I just remixed it because the other one didn't work for me due to different dimmensions.

In what position did you print the tensioner body? My print choked when it got to the upper arms

I printed it rotated 90º so that the "faces" would be on top and bottom, with supports between arms and a honeycomb infill if I remember

Excellent , thanks, nice design , works well . Had to scale the thread down slightly for a nice fit , but that was to be expected with thread tolerances & various printer settings & different filament materials .

Glad it worked for you! I didn't have to scale it when printing at 0.1, only had to screw in and out completely a few times to make it smooth
I used PLA but maybe with ABS or nylon would be more resistant

I printed it in ABS & I always find ABS holes seem to shrink 8-10% , so i was ex­pecting to have to scale it a little ,but it all worked nice .
I just modded my A8 to take a 200 x 300 hotbed , which is working well.

looks great! what did you do to enlarge it? did you modify firmware or only hardware?

Yes, it was fairly involved , Had to mod everything . Firmware needed changing for all the new parameters for bed & axis movement , Auto bed leveling co-ordinates & lots of mods to the startup G code, & then tune it all. Hardware took a month to build & accumulate all the necessary parts , like the larger bed , new bigger power supply , mosfets , wiring etc, & the hardware . Needed new M8 joining rods , linear shafts & then had to design & print parts like a frame extension , cable duct , & also fabricate a new aluminium table base etc.
Once i had everything done it only took an evening to convert it all, but many hours of prep . Happy with the result , much more versatile machine now but a fairly complex upgrade .
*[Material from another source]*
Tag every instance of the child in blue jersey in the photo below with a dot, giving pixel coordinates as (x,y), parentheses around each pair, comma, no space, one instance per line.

that sure is a lot of work but it's worth it! now you can print larger objects without having to slice and glue them so much and that great!!
really..good job!

Yep , already printed some 300mm long parts , so worth tbe effort.☺

I typical newbie question...... Anet A8 - hotbed plate 220 x220 on the diagonal it should fit . Cura scales it down to around 176mm and I have not found a way to re-scale it and turn it 45 degrees on the diagonal. Slicr Also seems to start it at 176 and scalling x125 give more or less the right dimensions - in theory... but its will cut off on one end or the other ! So how do I get to print it fit the frame?

I'm a newbie too so don't worry. what frame are you trying to print? the same one I have in my pictures? if you open it in cura it says that it's been scaled to 74%. click on the object and go to the SCALE button on the left and then insteadd of the 74,41% that you should have put 100%. Then click the button under it and rotate 45º. after that move it manually (auto center doesn't work for this model so don't even bother trying it) and done.

Hope it helps

Can you give 123 file or make arms 6.7 mm thick instead of 7.7? With about 10.2mm distance between them?

I can't give that file since I made it using illustrator and tinkercad...
I don't know if this is what you asked for, but I made it using the measurements you gave me.